At issue is a $399 million portion of a $930 million damage award which a district court jury ordered Samsung to pay in 2012 for infringements of design patents which relate, among other things, to the rectangular shape and rounded corners of the Apple iPhone. Specifically, the $399 million covers Samsung’s total profits on eleven smart phone models which were found to infringe upon the iPhone design. Samsung has argued that a design patent “on the portion of the appearance of a phone should not entitle the design patent holder to all of the profit on the entire phone.”
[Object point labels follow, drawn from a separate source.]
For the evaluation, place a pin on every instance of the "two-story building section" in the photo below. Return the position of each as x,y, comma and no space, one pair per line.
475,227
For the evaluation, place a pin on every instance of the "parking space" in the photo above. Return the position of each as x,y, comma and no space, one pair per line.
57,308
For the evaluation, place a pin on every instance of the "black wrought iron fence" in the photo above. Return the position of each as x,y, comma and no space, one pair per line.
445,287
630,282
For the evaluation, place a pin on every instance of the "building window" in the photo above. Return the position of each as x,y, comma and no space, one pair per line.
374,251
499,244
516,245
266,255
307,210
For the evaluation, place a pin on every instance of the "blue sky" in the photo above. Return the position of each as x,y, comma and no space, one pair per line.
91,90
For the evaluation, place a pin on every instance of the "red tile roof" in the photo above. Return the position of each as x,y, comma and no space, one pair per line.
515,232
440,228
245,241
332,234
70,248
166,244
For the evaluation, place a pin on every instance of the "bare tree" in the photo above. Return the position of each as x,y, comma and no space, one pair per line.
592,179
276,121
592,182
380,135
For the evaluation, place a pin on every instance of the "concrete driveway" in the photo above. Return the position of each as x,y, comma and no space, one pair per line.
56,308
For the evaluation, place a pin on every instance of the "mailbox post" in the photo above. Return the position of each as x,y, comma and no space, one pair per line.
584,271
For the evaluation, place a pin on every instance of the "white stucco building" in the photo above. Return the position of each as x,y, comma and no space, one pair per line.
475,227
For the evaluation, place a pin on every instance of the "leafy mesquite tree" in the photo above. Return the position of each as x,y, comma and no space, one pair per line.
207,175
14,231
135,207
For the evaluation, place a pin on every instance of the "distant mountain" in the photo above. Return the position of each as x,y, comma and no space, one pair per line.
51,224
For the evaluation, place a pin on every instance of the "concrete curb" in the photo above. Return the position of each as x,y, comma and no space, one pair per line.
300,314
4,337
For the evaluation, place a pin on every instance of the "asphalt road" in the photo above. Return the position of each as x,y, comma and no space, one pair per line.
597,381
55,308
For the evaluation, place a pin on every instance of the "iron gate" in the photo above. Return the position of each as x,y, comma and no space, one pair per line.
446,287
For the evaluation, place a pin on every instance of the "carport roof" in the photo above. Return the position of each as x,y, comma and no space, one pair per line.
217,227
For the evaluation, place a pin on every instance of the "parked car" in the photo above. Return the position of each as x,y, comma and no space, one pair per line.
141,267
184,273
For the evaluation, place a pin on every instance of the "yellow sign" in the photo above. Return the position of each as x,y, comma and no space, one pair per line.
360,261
Although an 1887 law cited by the Federal Circuit Court in the case at hand permits the collection of total profits for design patent infringement, an attorney for the U.S. Justice Department advised the justices that application of the 1887 law has the potential to overcompensate patent holders in certain circumstances. On the question of whether smart phone design patents should be separated from technological utility patents for the purpose of assessing damages, counsel for Apple told the justices that damages covering total profits was appropriate in this instance as the design and functional components of the iPhone cannot be separated. Attorneys for Samsung, meanwhile, suggested that jurors should narrow down the “article of manufacture” described in the patent in order to calculate how much that article contributes to total profits, arguing that if the article of manufacture is the iPhone screen, experts could separate the cost of the screen from the overall cost of the phone in assigning a profit margin to that article.
Kennedy, meanwhile, drew a comparison to the distinctive rounded design of the Volkswagen Beetle, highlighting the potential ramifications if Volkswagen had patented the exterior design of the Beetle when the vehicle was introduced to the U.S. market. While acknowledging that good reason exists for “separating the body from the innards,” Kennedy questioned the fairness of ordering an infringing manufacturer to pay only for the value of the body design if that design had been the result of a “stroke of genius” that took just days to complete as opposed to the inner workings of the engine which represents perhaps a hundred thousand hours of engineering time. The court is expected to issue its decision by mid-2017.